Investors appear to be having a Mac attack.
After languishing for much of 2018, McDonald’s shares have come to life, rising nearly 3 percent last week. One technician sees more gains to come.
“The stock has formed what many technicians refer to as a symmetrical triangle pattern — recent lower highs but yet higher lows since January,” technical analyst Mark Newton of Newton Advisors told CNBC’s “Trading Nation” on Friday.
After hitting an all-time high in late January, McDonald’s shares sold off into February and hit the year’s lows in early March. Since then, it has traded in a tight, but ascending, range.
“It really won’t take much until you get back up above $166, which I feel is going to fuel a move to right near $190 in the stock, and so it’s still difficult to be real bearish,” Newton said.

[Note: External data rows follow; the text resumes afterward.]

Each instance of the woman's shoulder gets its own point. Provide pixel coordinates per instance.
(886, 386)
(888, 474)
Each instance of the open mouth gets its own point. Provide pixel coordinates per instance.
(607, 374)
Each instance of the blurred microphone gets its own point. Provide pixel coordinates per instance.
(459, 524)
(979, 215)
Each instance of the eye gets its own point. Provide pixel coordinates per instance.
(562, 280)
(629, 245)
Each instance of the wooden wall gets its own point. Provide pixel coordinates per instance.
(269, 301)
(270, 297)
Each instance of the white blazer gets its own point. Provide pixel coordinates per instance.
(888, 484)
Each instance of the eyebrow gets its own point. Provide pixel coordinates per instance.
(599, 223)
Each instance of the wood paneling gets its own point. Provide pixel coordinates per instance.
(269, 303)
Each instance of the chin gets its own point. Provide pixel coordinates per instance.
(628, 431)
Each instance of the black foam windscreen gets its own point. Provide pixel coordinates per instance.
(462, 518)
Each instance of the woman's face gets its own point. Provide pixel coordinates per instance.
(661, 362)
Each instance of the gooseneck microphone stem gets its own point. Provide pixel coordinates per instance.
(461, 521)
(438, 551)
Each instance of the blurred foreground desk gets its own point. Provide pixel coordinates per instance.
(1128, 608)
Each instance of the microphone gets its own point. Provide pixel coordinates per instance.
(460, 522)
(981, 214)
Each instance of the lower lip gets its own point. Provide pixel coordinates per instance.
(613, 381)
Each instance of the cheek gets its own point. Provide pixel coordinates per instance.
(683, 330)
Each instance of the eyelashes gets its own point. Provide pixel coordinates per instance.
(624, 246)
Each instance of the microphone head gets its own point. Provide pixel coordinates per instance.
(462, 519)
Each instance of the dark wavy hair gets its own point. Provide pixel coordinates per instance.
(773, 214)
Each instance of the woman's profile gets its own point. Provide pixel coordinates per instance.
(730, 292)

McDonald’s traded just shy of $166 at its market close on Friday. It last closed above that level in June. Its shares are still another 15 percent rally from $190, a level that would mark a new record well above its last at $178.70.
Its sell-off earlier this year also has to be put into the context of its long-term uptrend, according to Newton.
“It’s important to really put this into bigger perspective and look at how the stock has trended since the rise started in 2015, the level of its most recent longer-term lows,” he said.
While McDonald’s is a consumer discretionary stock, its high-dividend yield and consistent growth serves it well as a defensive play, much like a staples stock, says Larry McDonald, editor of the Bear Traps Report.
“If you look over the last two months, value and staples have been outperforming growth since July,” McDonald said on “Trading Nation” on Friday. “We want to be overweight value XLP [the staples ETF] versus the XLY [discretionary], and we want to be overweight staples and value right here, including stocks like McDonald’s.”
McDonald’s hiked its dividend yield on Friday for its 42ndyear in a row. Its 2.4 percent yield is higher than the S&P 500’s 1.8 percent average.